Tooth DecayMost adults in the United States are aware of what dentists consider the main ingredients in combating tooth decay: twice-daily tooth brushing, daily flossing and regular dental visits. These ingredients are indeed all crucial to reducing the amount of tooth decay, but here are a few other, less commonly known, tools for reducing decay’s impact on your teeth.

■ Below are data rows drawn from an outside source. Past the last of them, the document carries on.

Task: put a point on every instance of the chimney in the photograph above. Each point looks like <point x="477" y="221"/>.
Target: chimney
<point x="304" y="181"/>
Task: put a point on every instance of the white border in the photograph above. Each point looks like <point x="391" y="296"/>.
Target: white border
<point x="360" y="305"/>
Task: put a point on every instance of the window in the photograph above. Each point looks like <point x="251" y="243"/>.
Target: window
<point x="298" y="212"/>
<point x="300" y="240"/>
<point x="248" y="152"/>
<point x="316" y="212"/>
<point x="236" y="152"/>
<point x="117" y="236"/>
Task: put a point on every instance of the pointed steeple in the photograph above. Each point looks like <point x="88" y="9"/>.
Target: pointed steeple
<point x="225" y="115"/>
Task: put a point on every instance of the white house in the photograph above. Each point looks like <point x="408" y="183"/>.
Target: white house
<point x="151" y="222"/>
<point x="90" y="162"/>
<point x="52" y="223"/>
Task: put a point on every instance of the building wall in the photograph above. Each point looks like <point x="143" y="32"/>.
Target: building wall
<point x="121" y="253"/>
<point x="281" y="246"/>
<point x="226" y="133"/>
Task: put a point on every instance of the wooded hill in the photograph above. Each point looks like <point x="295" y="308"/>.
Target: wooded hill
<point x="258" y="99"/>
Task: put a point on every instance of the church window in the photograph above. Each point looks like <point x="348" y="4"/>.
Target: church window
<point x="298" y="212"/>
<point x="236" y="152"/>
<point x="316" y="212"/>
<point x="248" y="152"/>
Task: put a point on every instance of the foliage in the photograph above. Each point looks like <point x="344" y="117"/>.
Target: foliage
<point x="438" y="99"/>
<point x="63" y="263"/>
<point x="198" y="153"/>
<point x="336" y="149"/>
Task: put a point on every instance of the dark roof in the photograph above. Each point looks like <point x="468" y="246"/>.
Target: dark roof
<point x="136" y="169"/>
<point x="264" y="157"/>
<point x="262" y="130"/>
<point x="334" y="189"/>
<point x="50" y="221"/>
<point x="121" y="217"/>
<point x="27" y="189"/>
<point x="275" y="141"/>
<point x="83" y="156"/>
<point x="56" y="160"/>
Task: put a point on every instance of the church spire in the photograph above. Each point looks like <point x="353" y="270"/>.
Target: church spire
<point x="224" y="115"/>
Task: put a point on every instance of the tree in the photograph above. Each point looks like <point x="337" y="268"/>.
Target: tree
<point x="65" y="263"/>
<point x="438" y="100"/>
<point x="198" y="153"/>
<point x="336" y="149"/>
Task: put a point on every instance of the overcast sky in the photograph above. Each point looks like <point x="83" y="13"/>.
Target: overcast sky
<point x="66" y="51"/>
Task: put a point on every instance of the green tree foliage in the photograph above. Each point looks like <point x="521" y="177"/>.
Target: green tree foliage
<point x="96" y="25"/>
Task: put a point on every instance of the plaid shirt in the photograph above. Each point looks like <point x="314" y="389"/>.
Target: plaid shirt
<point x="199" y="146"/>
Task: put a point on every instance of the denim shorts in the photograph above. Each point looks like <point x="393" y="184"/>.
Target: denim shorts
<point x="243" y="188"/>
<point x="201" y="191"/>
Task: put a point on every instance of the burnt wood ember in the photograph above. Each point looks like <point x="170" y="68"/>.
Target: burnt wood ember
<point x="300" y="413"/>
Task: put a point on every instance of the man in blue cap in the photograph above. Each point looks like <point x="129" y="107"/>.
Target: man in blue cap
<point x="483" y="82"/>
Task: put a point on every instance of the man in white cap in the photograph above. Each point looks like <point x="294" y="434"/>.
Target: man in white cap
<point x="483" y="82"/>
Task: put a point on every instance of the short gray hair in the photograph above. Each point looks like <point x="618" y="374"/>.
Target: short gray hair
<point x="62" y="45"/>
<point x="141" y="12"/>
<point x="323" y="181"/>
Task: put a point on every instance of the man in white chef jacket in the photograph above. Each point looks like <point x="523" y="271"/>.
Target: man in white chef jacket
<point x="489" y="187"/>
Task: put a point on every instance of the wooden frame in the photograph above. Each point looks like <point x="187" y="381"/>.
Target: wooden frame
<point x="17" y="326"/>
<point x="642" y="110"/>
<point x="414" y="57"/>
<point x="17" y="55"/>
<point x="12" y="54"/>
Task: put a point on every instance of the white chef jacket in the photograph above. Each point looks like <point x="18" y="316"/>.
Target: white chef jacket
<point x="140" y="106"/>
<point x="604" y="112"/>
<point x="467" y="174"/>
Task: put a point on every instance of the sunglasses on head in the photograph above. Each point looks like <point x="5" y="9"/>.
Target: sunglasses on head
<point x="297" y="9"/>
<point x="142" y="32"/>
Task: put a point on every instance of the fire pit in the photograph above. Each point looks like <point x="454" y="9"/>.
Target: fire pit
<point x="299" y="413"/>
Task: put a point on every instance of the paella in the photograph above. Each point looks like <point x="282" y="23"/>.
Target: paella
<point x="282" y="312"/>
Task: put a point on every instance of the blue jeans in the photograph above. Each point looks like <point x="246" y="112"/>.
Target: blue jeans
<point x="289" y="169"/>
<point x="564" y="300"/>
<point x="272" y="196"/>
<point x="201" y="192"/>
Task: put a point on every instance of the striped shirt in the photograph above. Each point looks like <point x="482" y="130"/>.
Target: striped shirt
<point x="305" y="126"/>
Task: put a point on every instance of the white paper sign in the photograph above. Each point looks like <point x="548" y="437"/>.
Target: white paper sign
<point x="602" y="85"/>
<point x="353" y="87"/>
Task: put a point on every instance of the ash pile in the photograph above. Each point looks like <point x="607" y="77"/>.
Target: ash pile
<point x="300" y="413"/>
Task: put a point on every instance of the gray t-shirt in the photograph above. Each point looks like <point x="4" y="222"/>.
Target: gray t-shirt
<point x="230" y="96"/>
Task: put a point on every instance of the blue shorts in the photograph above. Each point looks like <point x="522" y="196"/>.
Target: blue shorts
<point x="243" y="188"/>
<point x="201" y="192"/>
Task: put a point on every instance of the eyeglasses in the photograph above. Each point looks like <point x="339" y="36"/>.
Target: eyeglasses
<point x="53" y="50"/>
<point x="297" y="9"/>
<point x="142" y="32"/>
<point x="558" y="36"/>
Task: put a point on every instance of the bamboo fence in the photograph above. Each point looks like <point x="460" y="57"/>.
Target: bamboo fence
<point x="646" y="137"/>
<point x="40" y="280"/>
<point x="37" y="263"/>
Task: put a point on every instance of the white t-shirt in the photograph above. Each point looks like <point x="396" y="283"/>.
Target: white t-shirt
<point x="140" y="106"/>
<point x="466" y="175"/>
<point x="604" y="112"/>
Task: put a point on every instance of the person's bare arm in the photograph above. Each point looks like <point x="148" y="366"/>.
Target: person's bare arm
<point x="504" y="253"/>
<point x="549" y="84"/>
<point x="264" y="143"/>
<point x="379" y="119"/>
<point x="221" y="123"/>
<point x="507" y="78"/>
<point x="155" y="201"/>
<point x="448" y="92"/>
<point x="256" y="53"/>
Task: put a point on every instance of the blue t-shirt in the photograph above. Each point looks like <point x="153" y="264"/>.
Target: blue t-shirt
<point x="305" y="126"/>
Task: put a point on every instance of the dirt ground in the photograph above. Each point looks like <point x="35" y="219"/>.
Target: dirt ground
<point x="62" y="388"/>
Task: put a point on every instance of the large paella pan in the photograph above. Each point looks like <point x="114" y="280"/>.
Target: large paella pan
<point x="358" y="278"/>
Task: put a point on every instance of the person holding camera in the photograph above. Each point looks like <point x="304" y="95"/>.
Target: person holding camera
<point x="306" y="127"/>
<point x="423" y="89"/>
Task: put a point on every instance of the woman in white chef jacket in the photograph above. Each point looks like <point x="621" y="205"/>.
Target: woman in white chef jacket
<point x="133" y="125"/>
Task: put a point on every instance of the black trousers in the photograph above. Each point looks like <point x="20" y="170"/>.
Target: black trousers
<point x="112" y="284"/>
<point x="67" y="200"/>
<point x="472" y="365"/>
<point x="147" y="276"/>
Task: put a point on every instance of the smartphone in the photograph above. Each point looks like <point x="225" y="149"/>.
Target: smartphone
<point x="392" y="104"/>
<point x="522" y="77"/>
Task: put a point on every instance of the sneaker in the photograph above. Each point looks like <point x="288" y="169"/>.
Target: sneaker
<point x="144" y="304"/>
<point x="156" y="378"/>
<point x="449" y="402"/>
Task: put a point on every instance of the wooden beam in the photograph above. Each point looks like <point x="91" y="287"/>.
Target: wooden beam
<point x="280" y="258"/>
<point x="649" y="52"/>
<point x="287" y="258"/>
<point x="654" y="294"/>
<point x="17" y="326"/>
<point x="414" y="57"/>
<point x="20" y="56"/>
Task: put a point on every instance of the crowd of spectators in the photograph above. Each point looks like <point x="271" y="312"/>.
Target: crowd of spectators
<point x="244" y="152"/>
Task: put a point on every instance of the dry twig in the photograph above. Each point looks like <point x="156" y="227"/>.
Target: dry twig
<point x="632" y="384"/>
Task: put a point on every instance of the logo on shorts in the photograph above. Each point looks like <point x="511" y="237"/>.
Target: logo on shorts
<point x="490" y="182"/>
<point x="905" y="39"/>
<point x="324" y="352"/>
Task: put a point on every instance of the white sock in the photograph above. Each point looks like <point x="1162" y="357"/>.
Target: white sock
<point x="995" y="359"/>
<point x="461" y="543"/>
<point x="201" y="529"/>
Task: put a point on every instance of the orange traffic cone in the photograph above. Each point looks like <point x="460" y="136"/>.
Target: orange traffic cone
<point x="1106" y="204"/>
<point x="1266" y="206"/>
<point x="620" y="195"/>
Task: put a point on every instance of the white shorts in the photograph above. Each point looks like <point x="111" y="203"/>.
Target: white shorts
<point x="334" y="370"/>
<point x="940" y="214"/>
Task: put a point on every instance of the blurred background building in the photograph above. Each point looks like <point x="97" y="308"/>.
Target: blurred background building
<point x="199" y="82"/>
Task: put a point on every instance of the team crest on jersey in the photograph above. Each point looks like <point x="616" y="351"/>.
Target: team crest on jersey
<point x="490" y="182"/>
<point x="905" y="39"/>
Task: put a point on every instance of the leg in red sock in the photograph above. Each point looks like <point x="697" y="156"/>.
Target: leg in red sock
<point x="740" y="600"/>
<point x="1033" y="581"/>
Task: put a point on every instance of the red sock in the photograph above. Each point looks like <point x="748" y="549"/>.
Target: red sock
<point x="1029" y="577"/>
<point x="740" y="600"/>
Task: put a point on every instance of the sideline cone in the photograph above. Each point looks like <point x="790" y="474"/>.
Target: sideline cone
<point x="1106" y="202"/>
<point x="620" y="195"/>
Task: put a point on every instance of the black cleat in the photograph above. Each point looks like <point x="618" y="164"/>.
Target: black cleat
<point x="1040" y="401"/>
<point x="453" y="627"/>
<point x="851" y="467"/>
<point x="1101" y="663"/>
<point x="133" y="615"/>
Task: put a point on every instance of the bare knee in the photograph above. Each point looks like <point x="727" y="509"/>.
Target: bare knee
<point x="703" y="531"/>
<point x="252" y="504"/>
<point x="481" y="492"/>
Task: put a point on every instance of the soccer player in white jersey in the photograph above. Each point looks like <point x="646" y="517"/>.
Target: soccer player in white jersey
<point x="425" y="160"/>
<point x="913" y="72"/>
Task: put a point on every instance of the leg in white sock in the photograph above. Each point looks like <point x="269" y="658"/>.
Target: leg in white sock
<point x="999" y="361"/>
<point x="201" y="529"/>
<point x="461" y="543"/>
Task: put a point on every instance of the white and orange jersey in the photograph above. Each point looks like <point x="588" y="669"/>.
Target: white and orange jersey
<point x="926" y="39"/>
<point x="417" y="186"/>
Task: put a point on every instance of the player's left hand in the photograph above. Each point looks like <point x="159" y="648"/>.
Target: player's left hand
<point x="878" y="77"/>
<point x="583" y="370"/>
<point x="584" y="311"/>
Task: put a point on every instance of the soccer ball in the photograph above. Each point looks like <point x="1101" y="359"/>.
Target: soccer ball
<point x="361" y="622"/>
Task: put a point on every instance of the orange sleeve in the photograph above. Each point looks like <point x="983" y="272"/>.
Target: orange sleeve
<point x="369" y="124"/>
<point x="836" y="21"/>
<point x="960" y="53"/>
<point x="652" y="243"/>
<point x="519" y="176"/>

“Power Tools” for reducing tooth decay

  1. Fluoride treatments – If you’re at moderate to high risk of developing cavities, your dentist can apply an in-office fluoride treatment that uses a much stronger concentration of fluoride than over-the-counter toothpastes and mouth rinses provide. These treatments can be repeated to strengthen your teeth’s ability to resist decay.
  2. Dental sealants – Sealants are plastic coatings placed on the chewing surfaces of the back molars to protect them from decay. Although more commonly applied to children’s teeth, adults who do not have fillings or other restorations may also receive sealants to protect their teeth.
  3. Products containing xylitol – Xylitol is a natural sugar alcohol, used as a sweetener in gums, candies and other products, that inhibits the growth of certain types of bacteria that cause cavities. Your dentist may recommend that you try chewing sugar-free gum that contains xylitol to prevent tooth decay. To get this benefit, the gum you choose must list xylitol as the first ingredient.
  4. Alkalizing mouth pH – Research has shown that a healthy mouth has a pH level that is nearly neutral (around 7.0 on the pH scale). Acidic saliva can demineralize tooth enamel and contribute to tooth decay. Consuming xylitol gum can help improve saliva pH; so can eating alkalizing foods such as watermelon, asparagus, mushrooms, mango, apples, and garlic.
  5. Repairing damaged teeth – Teeth that become cracked or chipped are much more vulnerable to tooth decay than undamaged teeth. Depending on the extent of the problem, your dentist may recommend dental bonding, porcelain veneers, a crown, or another restoration to repair the damage.

“There are many routes for tooth decay to get started in your mouth,” says Dr. Carol Ford, a cosmetic dentist with a practice in central Phoenix. “Employing these tools can help tip the scales back toward oral health.”